Tuesday 12 July 2016

Eluned Morgan

Thank you, Presiding Officer. May I congratulate the Minister on his appointment to this important portfolio? I want to concentrate on one particular issue and that is the issue of Welsh for adults.

In 2014-15, £10 million was spent on teaching Welsh to adults. Some 14,000 people participated in that programme, which works out at around £700 per capita for those people participating in those courses. But, only 10 per cent of those that participated in the courses actually received any sort of qualification at the end of the course. And I understand why that’s the case; a number of adults don’t want the additional stress in their lives and they don’t want to take the exams. But, I would like to know how the Government can be confident about the quality of teaching and the value for taxpayers unless people take those examinations. How can we have clarity that the standard of teaching is going to be consistent across Wales, and how is the National Centre for Learning Welsh going to ensure that the system is in place so that we can be assured that there is value for taxpayers? I think that we do need to ensure—and I hope that the Minister will agree with me on this—that we have the highest standards and consistency across Wales in this effort to reach a million Welsh speakers by 2050. Thank you.

 

Alun Davies

Thank you to you.
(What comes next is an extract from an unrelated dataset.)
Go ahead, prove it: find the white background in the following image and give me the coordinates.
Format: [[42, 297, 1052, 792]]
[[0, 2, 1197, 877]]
I appreciate what lies behind that question. It’s very important that people reach a level where they can speak and use the Welsh language. I see how important that is in terms of communication, and feeling confident to be fluent, and to be able to communicate through the medium of Welsh.

One of the things that we’ve done in establishing the National Centre for Learning Welsh is to create a scrutiny committee that is led by Steve Morris in Swansea University, which will ensure that the standards that are provided do reach the targets and the aims that the Member has described. It’s important that we provide courses that are appropriate in all parts of the nation; courses that meet people’s needs and are provided in a way that people want, and then, courses that create that ability to use, speak and feel confident in using the Welsh language. That’s what I’m confident that the national centre wants to achieve.
I have met the senior officials of the centre; I’ve spoken in their conference last week and I’m very confident that this will lead to more people not just going on those courses, but more people speaking the Welsh language, and that’s the aim of all of us, I believe.